Soufflet Malt, the French multinational, on Friday inaugurated its first malt factory in Addis Ababa, Ethiopia at Bole Lemi Industry Zone.
The inauguration of the 60 million Euro factory is attended by Prime Minister of Ethiopia Abiy Ahmed, and the French Ambassador to Ethiopia, Rémi Maréchaux.
By sourcing from barley from 50,000 Ethiopian farmers, the factory is expected to produce 60,000 tons of malt and sell to the breweries found in Ethiopia. Prime Minister Abiy said Ethiopian farmers can produce enough barley for the factory and no need to import from abroad the input.
Annually the breweries in Ethiopia have been spending up to 50 million dollars to import malt barley.
Ambassador Rémi Maréchaux on his part indicated that his country is committed to encourage investors to invest in Ethiopia as the two countries are celebrating their 125th anniversary of bilateral relations.
Soufflet Malt Ethiopia, which secured 20 million Euro financing from the International Finance Corporation (IFC) of the World Bank, is a subsidiary of French company Groupe Soufflet.
Soufflet Ethiopia plans to source 100 percent of its barley locally, with 80 percent from smallholder farmers. Currently, about 70 percent of the malt used by Ethiopian brewers is imported. Groupe Soufflet is active in 22 countries in Asia, Europe, and South America.

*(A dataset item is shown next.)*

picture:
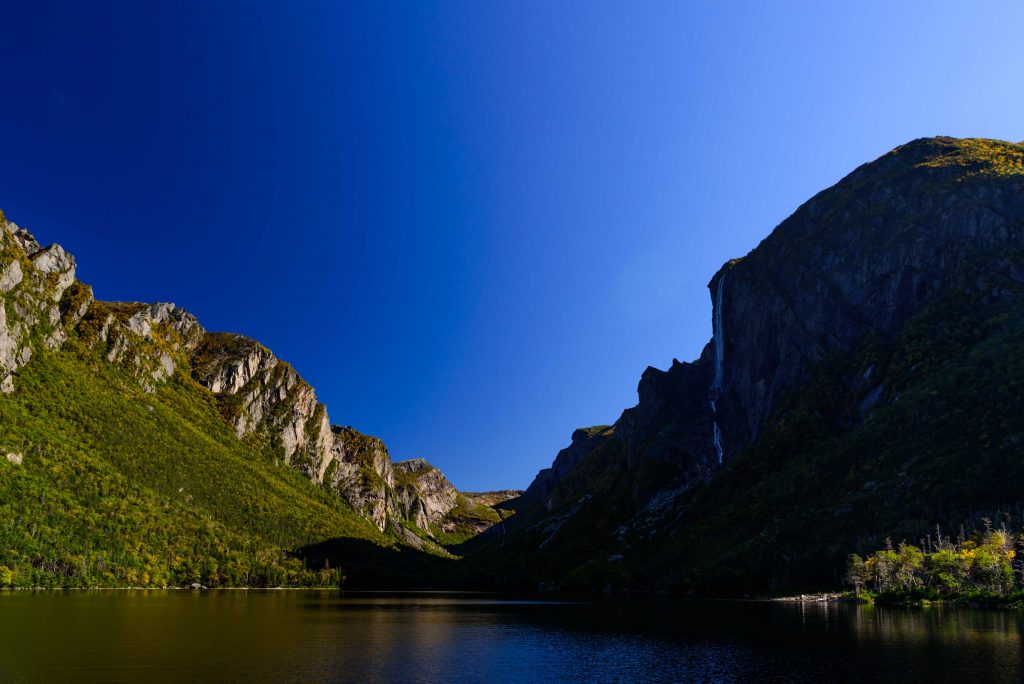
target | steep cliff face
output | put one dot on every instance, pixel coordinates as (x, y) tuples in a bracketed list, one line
[(861, 258), (262, 398), (41, 298), (876, 288), (424, 494)]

Currently the brewery industry in Ethiopia is dominated by the French multinational Castel Group, which owns BGI Ethiopia known for its St. George Beer brand.
In addition to Soufflet, another French company, Boortmalt has also entered the Ethiopian market recently and engaed in malting barley.
A few years ago, the formerly state-owned Assela Malt Factory now owned by Oromia farmers union, was the only and the largest malting factory in Ethiopia. The opening of private malting plants began when Dashen Brewery, which is partly owned by the ruling party in Amhara region, opened a new malt factory in Gondar.
Currently in Ethiopia there are a total of four malt Factories of which two are owned by French multinationals.